For optimal reading, please switch to desktop mode.
Have you ever had the nuisance of configuring a server BIOS? How
about a rack full of servers? Or an aisle, a hall, an entire
facility even? It gets to be tedious toil even before the second
server, and it also becomes increasingly unreliable to apply a
consistent configuration with increasing scale.
In this post we describe how we apply some modern tools from the
cloud toolbox (Ansible, Ironic and Python) to tackle this age-old
problem.
Server Management in the 21st Century
Baseboard management controllers (BMCs) are a valuable tool for
easing the inconvenience of hardware management. By using a BMC
we can configure our firmware using remote access, avoiding a trip
to the data centre and stepping from server to server with a crash
cart. This is already a big win.
However, BMCs are still pretty slow to apply changes, and are
manipulated individually. Through automation, we could address these
shortcomings.
I've seen some pretty hairy early efforts at automation, for example
playing out timed keystroke macros across a hundred terminals of BMC
sessions. This might work, but it's a desperate hack. Using the tools
created for configuration management we can do so much better.
A Quick Tour of OpenStack Server Hardware Management
OpenStack deployment usually draws upon some hardware inventory
management intelligence. In our recent project with the University
of Cambridge this was Red Hat OSP Director.
The heart of OSP Director is TripleO
and the heart of TripleO is OpenStack Ironic.
Ironic is OpenStack's bare metal manager. It masquerades as a
virtualisation driver for OpenStack Nova, and provisions bare metal
hardware when a user asks for a compute instance to be created.
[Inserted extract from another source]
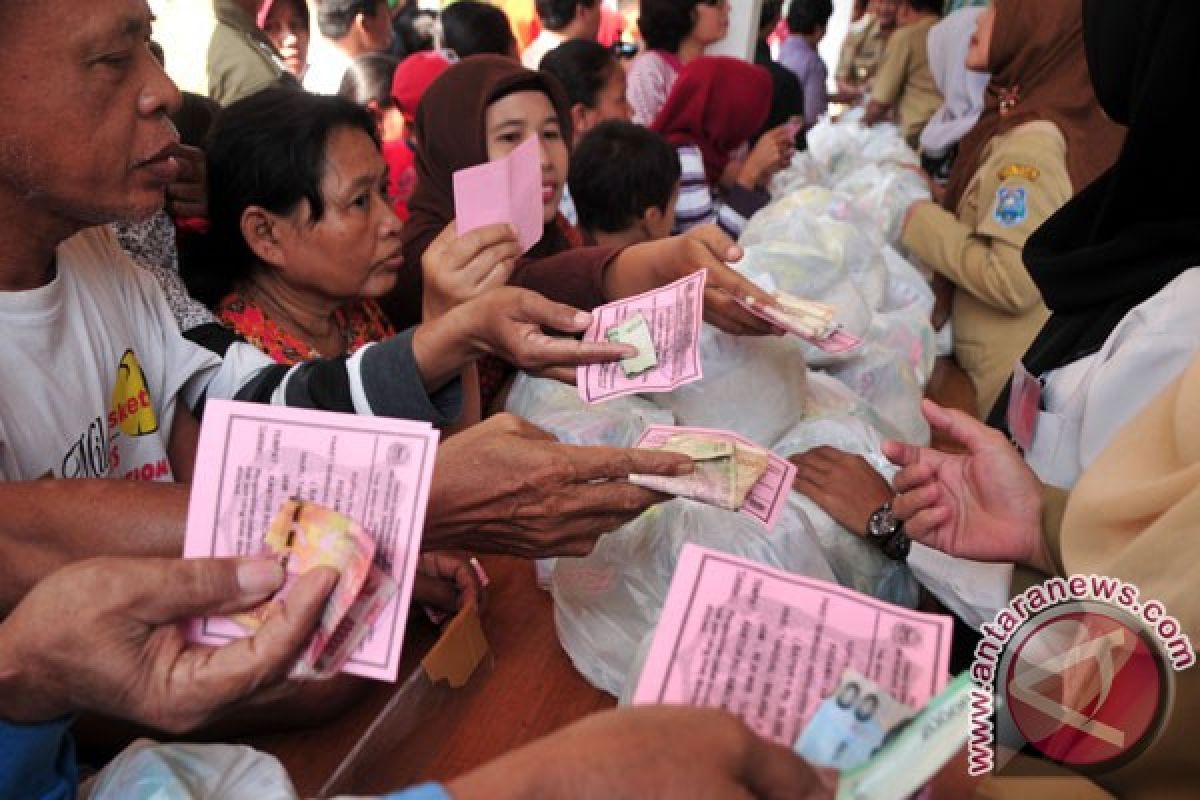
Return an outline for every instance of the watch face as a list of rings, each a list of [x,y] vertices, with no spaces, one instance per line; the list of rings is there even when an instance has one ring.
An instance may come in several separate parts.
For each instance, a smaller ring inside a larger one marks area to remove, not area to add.
[[[882,539],[885,536],[891,536],[895,532],[896,515],[892,513],[891,508],[884,506],[871,514],[871,521],[867,524],[868,534]]]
TripleO uses this capability to good effect to create
OpenStack-on-OpenStack (OoO), in which the servers of the OpenStack
control plane are instances created within another OpenStack layer
beneath.
Our new tools fit neatly into the TripleO process between registration
and introspection
of undercloud nodes, and are complementary to the existing functionality
offered by TripleO.
A Cloud-centric Approach to Firmware Configuration Management
OpenStack Ironic tracks hardware state for every server in an OpenStack deployment.
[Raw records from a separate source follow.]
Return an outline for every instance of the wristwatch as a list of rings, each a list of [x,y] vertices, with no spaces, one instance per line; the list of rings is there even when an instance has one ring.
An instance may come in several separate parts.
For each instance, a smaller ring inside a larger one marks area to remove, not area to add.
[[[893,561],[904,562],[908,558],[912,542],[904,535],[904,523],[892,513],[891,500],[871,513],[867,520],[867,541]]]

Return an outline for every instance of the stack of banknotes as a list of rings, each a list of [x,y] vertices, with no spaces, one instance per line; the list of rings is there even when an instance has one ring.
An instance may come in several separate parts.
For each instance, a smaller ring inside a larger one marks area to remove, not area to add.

A simple overview can be seen with ironic node-list:
+--------------------------------------+----------+--------------------------------------+-------------+--------------------+-------------+
| UUID | Name | Instance UUID | Power State | Provisioning State | Maintenance |
+--------------------------------------+----------+--------------------------------------+-------------+--------------------+-------------+
| 415c254f-3e82-446d-a63b-232af5816e4e | control1 | 3d27b7d2-729c-467c-a21b-74649f1b1203 | power on | active | False |
| 2646ece4-a24e-4547-bbe8-786eca16da82 | control2 | 8a066c7e-36ec-4c45-9e1b-5d0c5635f256 | power on | active | False |
| 2412f0ef-dedb-49c8-a923-778db36a57d9 | control3 | 6a62936f-40ec-49e7-a820-6f3329e5bb0c | power on | active | False |
| 81676b2d-9c37-4111-a32a-456a9f933e57 | compute0 | aac2866c-7d16-4089-9d94-611bfc38467e | power on | active | False |
| c6a5fbe7-566a-447e-a806-9e33676be5ea | compute1 | 619476ae-fec4-42c6-b3f5-3a4f5296d3bc | power on | active | False |
| c7f27dd4-67a7-42b9-93ab-2e444802c5c2 | compute2 | a074c3f8-eb87-46d6-89c8-f360fbf2a3df | power on | active | False |
| 025d84dc-a590-46c5-a456-211d5c1e8f1a | compute3 | 11524318-2ecf-4880-a1cf-76cd62935b00 | power on | active | False |
+--------------------------------------+----------+--------------------------------------+-------------+--------------------+-------------+
Ironic's node data includes how to access the BMC of every server
in the node inventory.
We extract the data from Ironic's inventory to generate a dynamic inventory for use
with Ansible. Instead of a file of hostnames, or a list of command line parameters,
a dynamic inventory is the output from an executed command. A dynamic inventory
executable accepts a few simple arguments and emits node inventory data in JSON format.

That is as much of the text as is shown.